By Meeyoung Cho
SEOUL (Reuters) - South Korea should build a new temporary facility to store spent nuclear fuel from 2030 and consider permanent underground storage from the middle of the century, a government advisory body said on Thursday.
South Korea is the world's fifth-biggest user of nuclear power, but has yet to find a permanent solution for its spent nuclear fuel, with temporary sites at individual nuclear plants likely to start to fill up from 2019.
The Public Engagement Commission, an independent body that advises the government on nuclear issues, said Seoul should select a domestic site by 2020 for an underground laboratory that could conduct safety checks and provide temporary storage.

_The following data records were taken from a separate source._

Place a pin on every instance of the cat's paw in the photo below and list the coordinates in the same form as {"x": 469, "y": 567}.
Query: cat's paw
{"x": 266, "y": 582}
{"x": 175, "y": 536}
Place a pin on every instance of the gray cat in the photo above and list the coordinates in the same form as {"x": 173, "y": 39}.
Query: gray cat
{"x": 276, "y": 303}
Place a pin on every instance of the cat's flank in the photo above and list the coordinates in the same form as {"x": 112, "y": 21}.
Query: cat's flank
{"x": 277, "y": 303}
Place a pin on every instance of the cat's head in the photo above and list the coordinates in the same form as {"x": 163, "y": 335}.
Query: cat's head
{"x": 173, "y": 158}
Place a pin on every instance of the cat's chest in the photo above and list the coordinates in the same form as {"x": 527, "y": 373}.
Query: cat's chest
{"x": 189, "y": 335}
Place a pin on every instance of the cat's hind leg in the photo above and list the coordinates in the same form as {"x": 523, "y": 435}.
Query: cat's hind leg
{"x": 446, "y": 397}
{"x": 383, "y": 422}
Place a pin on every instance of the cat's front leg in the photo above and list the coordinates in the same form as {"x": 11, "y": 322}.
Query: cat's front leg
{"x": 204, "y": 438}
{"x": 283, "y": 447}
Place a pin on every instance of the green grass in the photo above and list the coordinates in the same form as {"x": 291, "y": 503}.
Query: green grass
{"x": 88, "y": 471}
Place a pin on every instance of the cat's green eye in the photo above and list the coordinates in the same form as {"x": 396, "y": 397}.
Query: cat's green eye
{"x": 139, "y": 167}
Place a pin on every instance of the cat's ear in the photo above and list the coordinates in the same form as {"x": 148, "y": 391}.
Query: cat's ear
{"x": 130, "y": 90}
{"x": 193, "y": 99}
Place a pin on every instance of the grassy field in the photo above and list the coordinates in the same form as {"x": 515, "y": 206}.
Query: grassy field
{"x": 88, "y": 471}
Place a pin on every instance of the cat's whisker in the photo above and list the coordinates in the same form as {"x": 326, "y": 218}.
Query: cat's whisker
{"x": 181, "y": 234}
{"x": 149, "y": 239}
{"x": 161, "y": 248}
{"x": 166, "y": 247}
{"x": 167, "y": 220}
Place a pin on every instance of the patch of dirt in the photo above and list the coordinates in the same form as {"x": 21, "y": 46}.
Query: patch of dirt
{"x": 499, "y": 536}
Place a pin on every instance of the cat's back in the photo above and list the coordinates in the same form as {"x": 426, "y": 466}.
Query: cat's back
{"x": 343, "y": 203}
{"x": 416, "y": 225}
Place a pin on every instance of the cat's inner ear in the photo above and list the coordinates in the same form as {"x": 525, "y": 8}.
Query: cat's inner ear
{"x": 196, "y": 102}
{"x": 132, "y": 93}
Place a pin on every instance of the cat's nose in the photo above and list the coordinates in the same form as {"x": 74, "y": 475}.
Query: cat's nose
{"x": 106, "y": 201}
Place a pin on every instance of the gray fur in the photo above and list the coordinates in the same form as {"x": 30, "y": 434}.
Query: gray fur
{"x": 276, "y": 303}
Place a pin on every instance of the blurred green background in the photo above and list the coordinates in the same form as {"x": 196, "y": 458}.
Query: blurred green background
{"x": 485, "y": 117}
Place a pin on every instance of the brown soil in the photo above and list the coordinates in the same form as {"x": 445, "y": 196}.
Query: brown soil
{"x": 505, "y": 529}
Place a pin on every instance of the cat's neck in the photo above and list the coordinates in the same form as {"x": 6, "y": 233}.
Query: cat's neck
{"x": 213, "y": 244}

The facility could become the site for a long-term storage facility, which would bury the country's nuclear waste 500 meters (1,640 ft) underground and start operations from 2051.
The commission's recommendations, which are subject to parliamentary hearings, will be given to the country's energy minister.

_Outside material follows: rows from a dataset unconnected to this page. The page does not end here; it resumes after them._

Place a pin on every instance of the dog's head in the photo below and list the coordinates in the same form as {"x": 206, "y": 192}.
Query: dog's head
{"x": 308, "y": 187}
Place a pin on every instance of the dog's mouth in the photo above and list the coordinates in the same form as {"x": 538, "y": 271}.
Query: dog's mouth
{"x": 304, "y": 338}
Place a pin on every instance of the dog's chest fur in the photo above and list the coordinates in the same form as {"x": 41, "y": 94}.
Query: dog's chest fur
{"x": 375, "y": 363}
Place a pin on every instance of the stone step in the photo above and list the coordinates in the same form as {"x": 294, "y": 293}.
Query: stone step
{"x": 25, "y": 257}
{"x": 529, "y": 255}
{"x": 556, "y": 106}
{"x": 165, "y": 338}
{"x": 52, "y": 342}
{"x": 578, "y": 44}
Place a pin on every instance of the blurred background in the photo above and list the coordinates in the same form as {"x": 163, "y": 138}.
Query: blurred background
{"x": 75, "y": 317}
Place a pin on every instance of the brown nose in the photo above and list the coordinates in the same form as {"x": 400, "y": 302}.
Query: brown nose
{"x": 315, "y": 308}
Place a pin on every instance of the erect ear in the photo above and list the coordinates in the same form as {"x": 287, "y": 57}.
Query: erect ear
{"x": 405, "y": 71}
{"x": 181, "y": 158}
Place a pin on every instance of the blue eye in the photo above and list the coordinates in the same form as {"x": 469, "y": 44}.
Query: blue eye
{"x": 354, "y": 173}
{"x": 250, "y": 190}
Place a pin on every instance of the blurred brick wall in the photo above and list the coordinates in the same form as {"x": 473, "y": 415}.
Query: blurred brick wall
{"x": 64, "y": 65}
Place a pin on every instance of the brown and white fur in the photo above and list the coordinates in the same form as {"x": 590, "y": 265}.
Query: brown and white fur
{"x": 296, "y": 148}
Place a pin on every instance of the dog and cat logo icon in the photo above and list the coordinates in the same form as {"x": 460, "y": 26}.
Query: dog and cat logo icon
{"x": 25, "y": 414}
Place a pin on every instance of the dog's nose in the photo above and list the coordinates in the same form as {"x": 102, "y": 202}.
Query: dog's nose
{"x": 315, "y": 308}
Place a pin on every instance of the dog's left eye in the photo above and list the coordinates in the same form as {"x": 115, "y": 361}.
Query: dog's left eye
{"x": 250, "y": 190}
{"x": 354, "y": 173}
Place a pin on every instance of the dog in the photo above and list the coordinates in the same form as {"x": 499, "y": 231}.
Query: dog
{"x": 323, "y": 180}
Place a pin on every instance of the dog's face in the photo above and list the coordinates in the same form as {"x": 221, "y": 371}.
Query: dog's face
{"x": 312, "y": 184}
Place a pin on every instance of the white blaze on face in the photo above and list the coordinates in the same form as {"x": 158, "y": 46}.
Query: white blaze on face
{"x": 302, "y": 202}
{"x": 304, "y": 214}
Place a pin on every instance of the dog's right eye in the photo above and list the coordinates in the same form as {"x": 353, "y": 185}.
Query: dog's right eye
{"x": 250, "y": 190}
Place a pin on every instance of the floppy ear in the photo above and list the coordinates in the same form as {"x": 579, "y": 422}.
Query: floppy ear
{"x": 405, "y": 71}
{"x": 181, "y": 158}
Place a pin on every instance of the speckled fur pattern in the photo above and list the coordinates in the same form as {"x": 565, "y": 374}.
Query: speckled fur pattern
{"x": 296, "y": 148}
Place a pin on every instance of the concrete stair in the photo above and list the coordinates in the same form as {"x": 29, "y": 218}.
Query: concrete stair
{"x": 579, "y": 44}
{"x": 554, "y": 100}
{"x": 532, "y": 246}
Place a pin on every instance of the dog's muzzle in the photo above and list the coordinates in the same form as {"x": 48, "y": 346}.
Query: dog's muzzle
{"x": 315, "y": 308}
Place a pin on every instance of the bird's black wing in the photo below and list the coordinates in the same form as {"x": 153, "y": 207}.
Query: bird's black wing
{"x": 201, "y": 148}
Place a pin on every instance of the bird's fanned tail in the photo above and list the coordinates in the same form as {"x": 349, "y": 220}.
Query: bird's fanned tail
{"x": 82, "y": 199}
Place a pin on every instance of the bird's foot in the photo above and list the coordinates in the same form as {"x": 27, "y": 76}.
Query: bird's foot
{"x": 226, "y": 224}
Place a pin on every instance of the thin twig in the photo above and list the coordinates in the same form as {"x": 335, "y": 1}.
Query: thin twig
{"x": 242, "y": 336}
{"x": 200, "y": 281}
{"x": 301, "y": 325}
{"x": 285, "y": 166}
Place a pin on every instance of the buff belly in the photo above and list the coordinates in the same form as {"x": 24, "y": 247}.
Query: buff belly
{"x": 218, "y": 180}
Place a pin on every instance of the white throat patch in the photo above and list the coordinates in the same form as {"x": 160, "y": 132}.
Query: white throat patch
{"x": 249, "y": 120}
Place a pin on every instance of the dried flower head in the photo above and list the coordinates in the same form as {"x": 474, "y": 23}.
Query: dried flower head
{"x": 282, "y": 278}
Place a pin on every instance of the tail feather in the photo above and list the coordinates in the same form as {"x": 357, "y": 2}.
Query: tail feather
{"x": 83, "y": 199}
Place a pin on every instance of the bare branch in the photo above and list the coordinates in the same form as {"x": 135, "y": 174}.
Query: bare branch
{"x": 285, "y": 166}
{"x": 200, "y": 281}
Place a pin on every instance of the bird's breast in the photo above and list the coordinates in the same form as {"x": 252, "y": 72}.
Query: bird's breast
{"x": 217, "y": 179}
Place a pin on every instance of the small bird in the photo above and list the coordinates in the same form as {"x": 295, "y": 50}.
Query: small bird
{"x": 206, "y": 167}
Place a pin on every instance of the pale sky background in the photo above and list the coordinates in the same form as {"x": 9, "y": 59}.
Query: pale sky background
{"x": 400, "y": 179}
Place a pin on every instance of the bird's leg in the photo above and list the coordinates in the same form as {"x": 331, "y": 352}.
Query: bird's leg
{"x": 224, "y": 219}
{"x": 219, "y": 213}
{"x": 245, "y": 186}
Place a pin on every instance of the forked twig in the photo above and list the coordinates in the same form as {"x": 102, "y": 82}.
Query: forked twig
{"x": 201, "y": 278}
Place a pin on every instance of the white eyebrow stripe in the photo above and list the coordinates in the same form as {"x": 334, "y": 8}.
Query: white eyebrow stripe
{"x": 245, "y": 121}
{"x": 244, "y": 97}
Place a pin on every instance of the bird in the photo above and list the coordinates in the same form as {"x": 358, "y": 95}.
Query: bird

Public trust in nuclear energy in South Korea has been undermined by a 2012 scandal over the supply of reactor parts with fake security certificates and the 2011 Fukushima crisis in Japan.
Korea Hydro and Nuclear Power Co Ltd, owned by state-run utility Korea Electric Power Corp, operates 23 nuclear reactors supplying a third of the country's electricity. It plans to build another 13 reactors by 2029.
The reactors currently produce around 750 tonnes of spent fuel a year.
South Korea is unable to reprocess spent fuel under a civil nuclear pact with the United States, although an agreement with Washington in April opened the way for easier movement of spent fuel to a third country for disposal.
Seoul last December authorized the start-up of an underground storage facility for low- and medium-level radioactive waste such as contaminated clothing and tools.